Sono sempre stato molto appassionato di storia, già al college, specie quella politica degli Stati Uniti. All’università avevo poi approfondito questo percorso unendo le dinamiche del Paese a musica jazz e sociologia, altre due grandi passioni, capendo che tutto mi stesse portando verso una direzione ben precisa. Del resto ascoltare un brano significa ascoltare una storia, è sempre stato il quid che ho avuto per iniziare questo percorso.
Suono da quand’ero molto piccolo, e scrivere di musica mi è venuto naturale: la considero una continua indagine a metà tra scienze sociali e umane. L’artista, come una situazione politica, ti racconta una prospettiva, una visione del mondo e della vita. Qualcosa che tu poi converti nella tua.
In parole, appunto. Come definiresti il tuo stile?
Sono sempre stato interessato ad artisti capaci di raccontarsi, quelli che ti aprono una finestra sul loro mondo in maniera unica, che puoi considerare una prospettiva inedita delle cose che solitamente ritieni scontate. Bob Dylan credo sia un esempio ovvio, in questo senso. Direi anche Max Roach, considerato il più grande batterista jazz di tutti i tempi, che da appassionato del genere ho sempre associato a questo aspetto.

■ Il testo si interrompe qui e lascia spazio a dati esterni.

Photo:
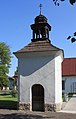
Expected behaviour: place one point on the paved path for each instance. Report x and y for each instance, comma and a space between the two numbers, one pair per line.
70, 105
14, 114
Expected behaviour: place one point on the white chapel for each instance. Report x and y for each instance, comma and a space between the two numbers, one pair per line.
39, 70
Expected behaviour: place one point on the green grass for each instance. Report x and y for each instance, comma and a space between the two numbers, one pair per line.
7, 101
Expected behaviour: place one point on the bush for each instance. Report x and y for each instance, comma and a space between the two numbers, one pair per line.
14, 93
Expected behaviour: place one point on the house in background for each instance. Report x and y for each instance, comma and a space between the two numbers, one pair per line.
69, 75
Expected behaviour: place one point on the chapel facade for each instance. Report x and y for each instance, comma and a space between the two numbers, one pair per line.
39, 70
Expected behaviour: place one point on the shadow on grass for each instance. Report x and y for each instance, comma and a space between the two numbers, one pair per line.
8, 104
24, 116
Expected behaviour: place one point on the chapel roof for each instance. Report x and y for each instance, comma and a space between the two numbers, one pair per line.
38, 46
69, 67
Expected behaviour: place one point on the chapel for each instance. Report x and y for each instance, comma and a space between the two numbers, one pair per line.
39, 70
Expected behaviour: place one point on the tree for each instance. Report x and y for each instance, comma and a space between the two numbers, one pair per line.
5, 59
56, 2
73, 37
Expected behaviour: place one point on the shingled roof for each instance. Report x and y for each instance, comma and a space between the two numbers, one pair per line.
69, 67
38, 46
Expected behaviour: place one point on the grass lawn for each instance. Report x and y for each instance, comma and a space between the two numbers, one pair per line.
7, 101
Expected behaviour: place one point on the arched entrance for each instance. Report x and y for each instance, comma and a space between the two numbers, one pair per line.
37, 97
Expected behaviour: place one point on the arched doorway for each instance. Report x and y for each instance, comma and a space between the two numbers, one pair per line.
37, 97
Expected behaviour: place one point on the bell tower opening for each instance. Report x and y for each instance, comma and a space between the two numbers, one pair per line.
40, 28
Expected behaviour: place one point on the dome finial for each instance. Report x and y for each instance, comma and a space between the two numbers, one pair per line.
40, 8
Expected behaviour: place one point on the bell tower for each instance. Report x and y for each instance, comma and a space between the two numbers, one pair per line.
40, 28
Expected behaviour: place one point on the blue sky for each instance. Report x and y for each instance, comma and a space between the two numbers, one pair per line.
16, 16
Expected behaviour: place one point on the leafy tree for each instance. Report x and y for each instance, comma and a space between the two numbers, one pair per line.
5, 59
73, 37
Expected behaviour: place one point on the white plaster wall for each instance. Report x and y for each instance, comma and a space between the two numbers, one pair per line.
69, 83
58, 80
37, 70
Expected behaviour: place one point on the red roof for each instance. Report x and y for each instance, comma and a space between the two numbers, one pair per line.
69, 67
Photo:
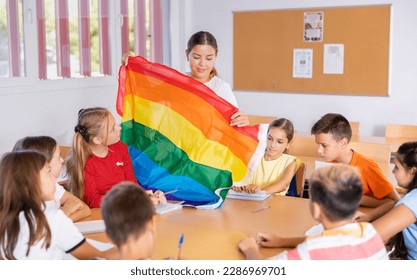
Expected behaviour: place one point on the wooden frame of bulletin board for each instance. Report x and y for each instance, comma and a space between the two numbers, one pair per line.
264, 42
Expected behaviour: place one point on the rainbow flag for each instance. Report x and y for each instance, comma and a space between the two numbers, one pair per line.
179, 136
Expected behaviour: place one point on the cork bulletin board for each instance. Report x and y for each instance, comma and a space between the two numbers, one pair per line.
264, 43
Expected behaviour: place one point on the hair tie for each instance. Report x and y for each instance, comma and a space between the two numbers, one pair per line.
82, 130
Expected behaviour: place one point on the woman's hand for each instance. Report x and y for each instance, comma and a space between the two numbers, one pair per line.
239, 119
252, 188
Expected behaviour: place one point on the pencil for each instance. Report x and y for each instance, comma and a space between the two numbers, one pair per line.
261, 209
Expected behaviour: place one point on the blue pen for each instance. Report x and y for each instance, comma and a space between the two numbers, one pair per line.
180, 245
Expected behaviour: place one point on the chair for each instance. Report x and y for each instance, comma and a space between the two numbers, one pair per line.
297, 184
254, 119
380, 153
355, 128
401, 131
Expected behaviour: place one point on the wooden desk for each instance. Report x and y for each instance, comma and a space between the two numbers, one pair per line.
214, 234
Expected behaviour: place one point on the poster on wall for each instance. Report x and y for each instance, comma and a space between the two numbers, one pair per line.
313, 26
333, 58
303, 63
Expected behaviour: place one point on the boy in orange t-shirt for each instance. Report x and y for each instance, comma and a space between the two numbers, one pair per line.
332, 133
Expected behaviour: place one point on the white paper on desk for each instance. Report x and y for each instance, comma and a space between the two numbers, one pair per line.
319, 164
315, 230
167, 207
101, 246
259, 195
91, 226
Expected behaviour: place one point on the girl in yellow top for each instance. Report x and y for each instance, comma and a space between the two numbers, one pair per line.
276, 169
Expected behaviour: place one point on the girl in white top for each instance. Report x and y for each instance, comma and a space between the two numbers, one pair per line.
71, 205
276, 169
201, 53
29, 229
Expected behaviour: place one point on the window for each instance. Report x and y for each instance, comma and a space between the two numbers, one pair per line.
76, 39
11, 39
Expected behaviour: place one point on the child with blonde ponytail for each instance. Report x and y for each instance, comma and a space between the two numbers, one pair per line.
98, 159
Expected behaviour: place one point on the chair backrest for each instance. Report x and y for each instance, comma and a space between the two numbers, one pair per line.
401, 131
64, 151
298, 182
303, 146
254, 119
355, 127
380, 153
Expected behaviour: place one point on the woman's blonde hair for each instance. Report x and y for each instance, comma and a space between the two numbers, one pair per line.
92, 122
203, 38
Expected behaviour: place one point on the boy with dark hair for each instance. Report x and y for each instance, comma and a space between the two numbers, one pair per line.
332, 134
335, 192
129, 216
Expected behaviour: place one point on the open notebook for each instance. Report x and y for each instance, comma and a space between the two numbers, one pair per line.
91, 226
259, 195
167, 207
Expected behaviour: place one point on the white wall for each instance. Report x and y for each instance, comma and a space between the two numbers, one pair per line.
50, 112
374, 113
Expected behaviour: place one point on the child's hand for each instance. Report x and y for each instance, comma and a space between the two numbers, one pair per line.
239, 119
70, 209
360, 217
248, 244
238, 189
268, 240
152, 197
251, 188
160, 196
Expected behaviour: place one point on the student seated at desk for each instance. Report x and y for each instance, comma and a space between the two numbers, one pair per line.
129, 216
31, 228
333, 133
335, 193
71, 205
99, 159
276, 168
399, 226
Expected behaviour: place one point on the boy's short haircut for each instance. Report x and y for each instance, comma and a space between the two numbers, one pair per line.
126, 209
335, 124
337, 189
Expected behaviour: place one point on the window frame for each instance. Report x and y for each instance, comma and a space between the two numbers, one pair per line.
31, 83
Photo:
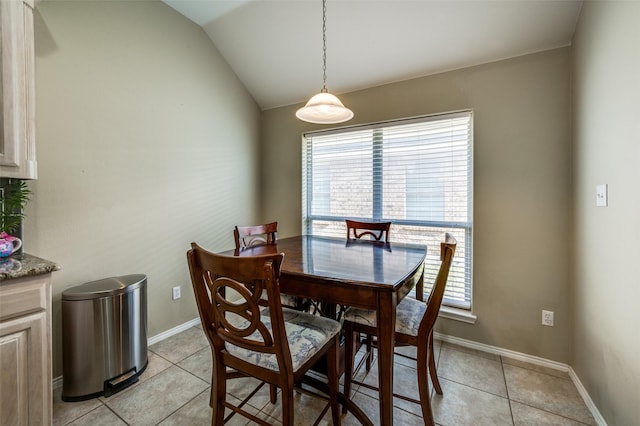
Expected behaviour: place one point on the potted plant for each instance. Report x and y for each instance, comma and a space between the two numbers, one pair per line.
14, 195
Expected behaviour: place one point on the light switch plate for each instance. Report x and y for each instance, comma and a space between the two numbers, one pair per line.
601, 196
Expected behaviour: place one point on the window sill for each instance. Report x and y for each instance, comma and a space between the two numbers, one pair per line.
457, 314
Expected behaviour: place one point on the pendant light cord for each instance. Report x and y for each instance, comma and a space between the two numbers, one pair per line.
324, 46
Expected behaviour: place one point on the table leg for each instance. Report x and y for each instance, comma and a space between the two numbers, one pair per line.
386, 320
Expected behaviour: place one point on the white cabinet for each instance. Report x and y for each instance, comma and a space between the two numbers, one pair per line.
25, 351
17, 90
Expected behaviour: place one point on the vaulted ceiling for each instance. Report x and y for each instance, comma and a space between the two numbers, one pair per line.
275, 46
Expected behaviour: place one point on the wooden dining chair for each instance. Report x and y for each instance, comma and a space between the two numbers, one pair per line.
250, 237
414, 326
373, 231
275, 345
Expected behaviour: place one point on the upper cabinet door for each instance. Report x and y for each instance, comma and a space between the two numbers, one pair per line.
17, 90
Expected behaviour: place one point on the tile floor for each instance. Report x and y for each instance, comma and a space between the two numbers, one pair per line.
479, 389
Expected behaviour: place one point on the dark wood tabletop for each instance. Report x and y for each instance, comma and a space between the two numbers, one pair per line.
372, 276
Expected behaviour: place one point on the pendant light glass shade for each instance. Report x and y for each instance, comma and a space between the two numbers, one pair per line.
324, 108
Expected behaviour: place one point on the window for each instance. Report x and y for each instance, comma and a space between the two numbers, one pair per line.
416, 173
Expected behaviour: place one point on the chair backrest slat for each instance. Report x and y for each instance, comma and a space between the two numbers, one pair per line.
447, 251
251, 236
375, 231
238, 320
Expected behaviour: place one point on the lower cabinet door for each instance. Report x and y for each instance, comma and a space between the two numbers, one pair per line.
24, 371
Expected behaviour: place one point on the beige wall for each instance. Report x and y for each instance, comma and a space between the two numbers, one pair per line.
146, 141
522, 188
606, 290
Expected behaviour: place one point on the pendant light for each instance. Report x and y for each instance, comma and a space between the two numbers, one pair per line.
324, 108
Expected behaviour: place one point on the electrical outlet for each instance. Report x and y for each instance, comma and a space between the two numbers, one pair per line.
176, 293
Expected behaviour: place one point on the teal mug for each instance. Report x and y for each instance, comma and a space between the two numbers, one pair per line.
9, 244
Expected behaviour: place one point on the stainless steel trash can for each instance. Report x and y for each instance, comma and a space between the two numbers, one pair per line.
104, 336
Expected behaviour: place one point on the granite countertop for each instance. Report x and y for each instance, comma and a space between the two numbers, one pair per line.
25, 265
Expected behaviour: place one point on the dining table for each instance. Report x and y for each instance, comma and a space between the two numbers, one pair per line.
362, 274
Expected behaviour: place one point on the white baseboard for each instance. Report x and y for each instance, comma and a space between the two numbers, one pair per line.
175, 330
600, 421
57, 381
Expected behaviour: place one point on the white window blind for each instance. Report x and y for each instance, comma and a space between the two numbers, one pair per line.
416, 173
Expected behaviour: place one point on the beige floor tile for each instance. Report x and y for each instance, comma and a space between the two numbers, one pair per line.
471, 351
180, 346
307, 409
199, 364
370, 407
535, 367
524, 415
549, 393
158, 397
101, 416
65, 412
472, 370
156, 364
197, 412
463, 405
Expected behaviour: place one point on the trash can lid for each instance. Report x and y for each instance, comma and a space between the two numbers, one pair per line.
105, 287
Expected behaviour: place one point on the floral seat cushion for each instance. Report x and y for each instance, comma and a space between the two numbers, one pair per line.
306, 334
409, 313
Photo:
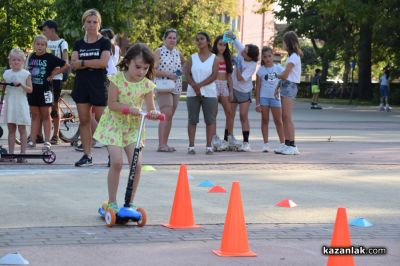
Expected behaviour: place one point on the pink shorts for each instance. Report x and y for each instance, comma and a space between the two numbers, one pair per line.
222, 88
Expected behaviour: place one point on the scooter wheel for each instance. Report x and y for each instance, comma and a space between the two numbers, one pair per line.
110, 217
142, 221
49, 156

Quando impari ad andare oltre la musica stessa, la tua scrittura ha tutt’altro impatto. In entrambi i casi – musica e politica, per ciò che mi riguarda da vicino – cerco di carpire la prospettiva della gente con cui parlo, di quello che ascolto e delle sensazioni che percepisco. Tutto ciò che poi metti nero su bianco passa da livelli di scrittura molto simili.
Quindi scrivere di musica non è solo ballare di architettura, come ci hanno insegnato, ma quasi più come scrivere di politica.
Decisamente, per certi aspetti è la stessa cosa. In America se copri una news al giorno non stai solo descrivendo la battaglia tra repubblicani e democratici, devi andare molto oltre. E devi farlo anche se il gergo di questo giornalismo tende a piegare le parole verso un uso tradizionale e familiare, deviandole sempre su una frequenza che le rende stranamente comprensibili, per quanto lontane da un linguaggio comune.
La realtà, anche per questo specifico settore, è che più ti avvicini alla giusta prospettiva sulla notizia e più riesci a far distenderle, quelle parole, a farle risuonare in maniera più chiara e davvero convincente per raccontare i fatti. È quasi un fattore musicale, quello che c’è bisogno di integrare al racconto.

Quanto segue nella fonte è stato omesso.